Premises liability law. Space does not permit a summary of Indiana premises liability law. For purposes of this post, the important point is that “only a party who possesses the premises owes a duty to persons coming onto the premises.” The outcome in Erwin hinged on whether the lender possessed the real estate. Although the owner in Erwin had abandoned the real estate and informed the lender of this, the lender did not act upon the owner’s unilateral actions by later occupying the real estate with the intent to control it. Further, knowledge of a danger alone is insufficient to impute liability. The Court said: “Mother must first establish that [the lender] had control of the property.”

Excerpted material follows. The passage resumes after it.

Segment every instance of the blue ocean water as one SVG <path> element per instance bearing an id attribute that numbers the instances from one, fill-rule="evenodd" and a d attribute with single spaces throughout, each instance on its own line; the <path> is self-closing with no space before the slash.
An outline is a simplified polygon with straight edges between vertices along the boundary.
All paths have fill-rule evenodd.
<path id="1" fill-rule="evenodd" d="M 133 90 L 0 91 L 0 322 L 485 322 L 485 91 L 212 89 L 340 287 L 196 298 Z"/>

“Mortgagee in possession.” Generally, in Indiana a mortgagee may be in possession of the mortgaged property and, under certain circumstances, may assume certain responsibilities concerning the real estate. But, as written here previously, the lender could not acquire legal ownership of the real estate until it was foreclosed upon. In Erwin, the lender had not filed a foreclosure suit. Importantly, a mortgagor cannot unilaterally transform a lender into a mortgagee in possession so as to transfer the mortgagor’s duties as possessor. In Erwin, the lender took no affirmative action to step in and take possession of the real estate after default and before the drowning. Although the mortgagor (owner) gave the lender the right to take possession of the abandoned property and secure the pool, that provision did “not equate to a duty to do so.”
Policy. The Court of Appeals affirmed the trial court’s summary judgment in favor of the lender. Here is part of the Court’s rationale:
While we understand Mother’s displeasure with the limbo in which untold numbers of vacant properties find themselves, the legislature is the place to assert her public policy arguments. On the current state of the law, a phone call such as [the owner’s] does not automatically transform the mortgagee into the possessor of the property. Rather, the alleged subsequent possessor must take some action to occupy the land with intent to control it. . . . Further, actions taken by a vendor/mortgagee to protect its financial investment, such as paying taxes and securing insurance, generally do not establish control over the property rising to the level of a possessor of the property.
Although the Court left open the possibility of mortgagee liability under a different set of facts, in Erwin the circumstances were clear.